Niharika Lal (BOMBAY TIMES; November 25, 2025)

Throughout the course of this year, several actors have secured protection for their personality rights from AI-generated impersonation. But when Shekhar Kapur consulted his lawyer about claiming rights over a dialogue from one of his films, the outcome was different. “I wanted to copyright the dialogue ‘Mogambo khush hua’ (from Mr India ), but I was told that the court would have granted protection of this dialogue to Amrish Puri. It’s the actor’s copyright,” he told the audience during a session at the ongoing International Film Festival of India (IFFI) in Goa.
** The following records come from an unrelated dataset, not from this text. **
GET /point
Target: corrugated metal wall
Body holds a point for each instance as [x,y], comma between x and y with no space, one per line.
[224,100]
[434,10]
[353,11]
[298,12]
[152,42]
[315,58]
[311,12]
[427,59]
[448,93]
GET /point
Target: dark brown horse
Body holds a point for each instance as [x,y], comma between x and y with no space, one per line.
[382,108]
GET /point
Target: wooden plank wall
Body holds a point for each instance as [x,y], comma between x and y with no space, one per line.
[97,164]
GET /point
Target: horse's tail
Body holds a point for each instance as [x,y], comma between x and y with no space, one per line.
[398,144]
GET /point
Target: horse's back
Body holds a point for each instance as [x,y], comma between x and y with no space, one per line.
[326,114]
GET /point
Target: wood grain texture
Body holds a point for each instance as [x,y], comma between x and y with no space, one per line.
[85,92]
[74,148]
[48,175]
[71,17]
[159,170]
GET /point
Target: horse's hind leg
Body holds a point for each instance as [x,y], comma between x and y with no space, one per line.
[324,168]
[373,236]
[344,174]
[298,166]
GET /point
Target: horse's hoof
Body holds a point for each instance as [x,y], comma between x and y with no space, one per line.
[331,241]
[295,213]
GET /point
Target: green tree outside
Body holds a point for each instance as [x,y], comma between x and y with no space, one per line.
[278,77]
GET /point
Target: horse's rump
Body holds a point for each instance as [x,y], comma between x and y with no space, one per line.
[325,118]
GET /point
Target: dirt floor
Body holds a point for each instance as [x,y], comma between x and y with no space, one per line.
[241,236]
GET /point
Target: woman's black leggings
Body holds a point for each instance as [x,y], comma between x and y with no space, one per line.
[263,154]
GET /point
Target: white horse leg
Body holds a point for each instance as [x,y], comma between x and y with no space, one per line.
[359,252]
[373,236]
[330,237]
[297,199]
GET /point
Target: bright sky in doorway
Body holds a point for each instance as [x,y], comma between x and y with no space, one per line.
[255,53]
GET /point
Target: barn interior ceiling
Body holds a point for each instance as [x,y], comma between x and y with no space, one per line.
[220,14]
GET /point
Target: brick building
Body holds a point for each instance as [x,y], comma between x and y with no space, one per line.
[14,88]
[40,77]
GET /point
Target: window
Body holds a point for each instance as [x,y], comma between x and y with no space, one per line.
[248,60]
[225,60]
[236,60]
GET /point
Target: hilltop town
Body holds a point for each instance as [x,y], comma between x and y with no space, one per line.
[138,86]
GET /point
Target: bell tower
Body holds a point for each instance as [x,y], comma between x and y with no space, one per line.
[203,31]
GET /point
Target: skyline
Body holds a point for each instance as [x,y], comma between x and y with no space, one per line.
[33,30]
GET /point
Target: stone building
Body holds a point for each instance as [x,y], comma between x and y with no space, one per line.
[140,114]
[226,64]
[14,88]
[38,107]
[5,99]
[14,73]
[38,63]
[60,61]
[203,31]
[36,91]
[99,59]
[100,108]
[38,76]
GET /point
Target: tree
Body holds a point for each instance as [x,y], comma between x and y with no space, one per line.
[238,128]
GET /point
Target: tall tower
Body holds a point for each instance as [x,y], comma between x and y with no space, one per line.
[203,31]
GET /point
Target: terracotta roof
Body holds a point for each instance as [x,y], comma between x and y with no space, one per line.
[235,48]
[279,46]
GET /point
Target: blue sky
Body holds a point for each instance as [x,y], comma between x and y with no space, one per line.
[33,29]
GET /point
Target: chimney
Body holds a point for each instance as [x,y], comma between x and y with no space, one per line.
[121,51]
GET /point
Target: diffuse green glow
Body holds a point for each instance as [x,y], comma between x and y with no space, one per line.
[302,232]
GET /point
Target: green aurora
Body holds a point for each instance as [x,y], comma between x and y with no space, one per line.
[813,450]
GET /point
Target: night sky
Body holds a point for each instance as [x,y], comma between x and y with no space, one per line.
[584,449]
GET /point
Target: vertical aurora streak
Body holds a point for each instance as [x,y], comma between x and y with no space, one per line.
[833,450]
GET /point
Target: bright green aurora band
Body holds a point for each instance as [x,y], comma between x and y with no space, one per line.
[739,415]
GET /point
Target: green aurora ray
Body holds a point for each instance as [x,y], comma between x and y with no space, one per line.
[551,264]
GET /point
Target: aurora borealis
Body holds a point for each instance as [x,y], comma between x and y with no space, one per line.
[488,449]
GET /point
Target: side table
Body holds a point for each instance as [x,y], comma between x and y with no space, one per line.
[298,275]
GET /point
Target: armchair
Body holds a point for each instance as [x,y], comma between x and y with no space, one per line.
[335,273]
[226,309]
The IFFI Director, who is making an AI-driven film titled Warlord , spoke about celebrity personality rights and what AI can and cannot do during a conversation with Berlin International Film Festival chief Tricia Tuttle at the festival. Excerpts:

‘PLAGIARISM, WITH OR WITHOUT AI, COMES FROM CREATIVE LAZINESS’
​Discussing the possibilities and the limits of AI, Kapur explained that he can tell when a script has been written by it. He recalled his cook using ChatGPT to write a script for Mr India 2, saying, “He came to me with so much enthusiasm. I genuinely didn’t know what to appreciate first – the meal he had cooked or the script he had written.”

When an audience member pointed out that it was possible to generate the script only because the original exists, Shekhar responded that influence is natural. “It took me ten years to write this script, and it takes ten days to do it with AI tools,” he said, adding, “I know that I am better than ChatGPT.”

During the audience interaction, questions around plagiarism and ethics came up. Kapur said, “AI is not magic. It’s not chaos. It’s changed. But real storytelling is unpredictable. AI cannot predict the future; it can only imitate the past. Plagiarism, with or without AI, comes from creative laziness. Emotional storytelling will always reveal the human behind the work.”

‘Close-up works so well, AI can’t do that yet’
While working on a film that uses AI, Kapur also described the limitations he has encountered. He emphasized that the energy of collaboration and the presence of great actors are irreplaceable. “It’s unpredictable – the unpredictability of the moment actually happens when everybody is working together. There’s an electric atmosphere that is created between, say, me and my DOP Rand, and Cate Blanchett (on the set of Elizabeth). I don’t think AI, yet, can do what Cate Blanchett can do.”

He added, “If you have Cate Blanchett or Shabana Azmi, there are variations of expressions and emotions that they bring (which are captured in a close-up). There is an interesting thing that we are looking at right now – the close-up. That’s where AI has a problem, because we don’t even scientifically understand how the pupil works. So when a great actor comes on screen, with amazing eyes – be it Cate or Shabana or Brad Pitt – something happens. A connection is formed quite subconsciously between the actor and the audience. And that’s why the close-up works so well. AI can’t do that yet.”